¤ Ne me contraignez pas à vous faire plus de mal ¤
Tout, ou presque, s’était déroulé selon le plan élaboré par les pirates. Il s'agissait d’un plan complexe qui reposait pourtant sur un élément extrêmement simple : les sentiments des graärh. Tout le plan reposait dessus. Pourquoi des piloris avaient été dressés le long du marais pour indiquer le chemin à suivre jusqu’à Athgalan ? Pourquoi Nathaniel s’était-il présenté au premier plan ? La colère des graärh, leur désir de vengeance, ou de justice, leur soif de sang et de violence. L’elfe sombre avait tout fait pour qu’ils cèdent à leurs pulsions les plus primaires, pour qu’ils pénètrent en masse à l’intérieur de la ville.

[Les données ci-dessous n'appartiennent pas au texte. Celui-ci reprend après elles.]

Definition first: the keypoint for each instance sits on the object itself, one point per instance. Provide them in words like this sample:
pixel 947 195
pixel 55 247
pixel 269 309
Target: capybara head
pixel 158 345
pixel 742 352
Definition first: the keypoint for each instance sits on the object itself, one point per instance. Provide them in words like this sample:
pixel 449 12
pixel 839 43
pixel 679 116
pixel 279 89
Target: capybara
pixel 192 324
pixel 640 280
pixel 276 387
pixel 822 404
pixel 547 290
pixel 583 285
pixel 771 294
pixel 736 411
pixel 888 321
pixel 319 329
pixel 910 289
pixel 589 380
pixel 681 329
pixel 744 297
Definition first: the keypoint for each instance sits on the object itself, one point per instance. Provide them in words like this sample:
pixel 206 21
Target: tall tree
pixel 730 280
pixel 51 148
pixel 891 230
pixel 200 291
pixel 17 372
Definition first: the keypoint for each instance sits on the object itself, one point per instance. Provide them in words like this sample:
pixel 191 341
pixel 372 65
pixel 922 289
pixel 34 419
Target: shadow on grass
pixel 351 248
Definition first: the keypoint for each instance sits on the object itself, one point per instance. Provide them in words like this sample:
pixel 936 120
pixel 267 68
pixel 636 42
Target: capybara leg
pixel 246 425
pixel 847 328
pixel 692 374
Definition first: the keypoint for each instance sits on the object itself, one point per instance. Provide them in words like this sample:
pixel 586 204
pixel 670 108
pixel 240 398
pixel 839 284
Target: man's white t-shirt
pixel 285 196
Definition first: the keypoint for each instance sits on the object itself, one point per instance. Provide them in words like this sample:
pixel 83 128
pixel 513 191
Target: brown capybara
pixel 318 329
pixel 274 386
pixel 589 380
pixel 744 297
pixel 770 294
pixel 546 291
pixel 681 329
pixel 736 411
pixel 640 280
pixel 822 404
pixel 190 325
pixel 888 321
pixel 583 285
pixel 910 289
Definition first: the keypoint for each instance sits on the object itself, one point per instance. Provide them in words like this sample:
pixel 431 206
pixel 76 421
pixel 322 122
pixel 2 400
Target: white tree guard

Si les graärh s’étaient contentés de rester en dehors de la ville, ou simplement d’y envoyer plusieurs petits groupes, mais surtout de garder la tête froide, le plan des pirates ne se serait pas aussi bien déroulé. Malheureusement pour eux, et heureusement pour les pirates, les graärh avaient investi la ville la rage au ventre. Alors la ville préparée pour cet accueil avait pu les étreindre de ses bras mortels. Athgalan la Perfide n’avait jamais aussi bien porté son nom. Eärendil jubilait intérieurement, les graärh avaient été menés par le bout du museau d’un bout à l’autre de cette journée. Le sang avait coulé à foison, promettant une aube rouge pour le jour prochain qui placerait la nouvelle année sous le signe du sang et de la violence. L’objectif des pirates ? Semer la mort dans les rangs ennemis. Pour autant, les pièges disséminés à travers la ville étaient-ils là pour cela ? Non, tout ceci n’était qu’une préparation et surtout diversion destinée à détourner l’attention de l’ennemi de la phase finale du plan : le grand massacre. Nathaniel maniait la peur et la violence afin d’exercer un contrôle sur l’esprit de ses victimes et de ses hommes. Et tout ceci n’était qu’un de ses stratagèmes, mais à l’échelle de tout un peuple.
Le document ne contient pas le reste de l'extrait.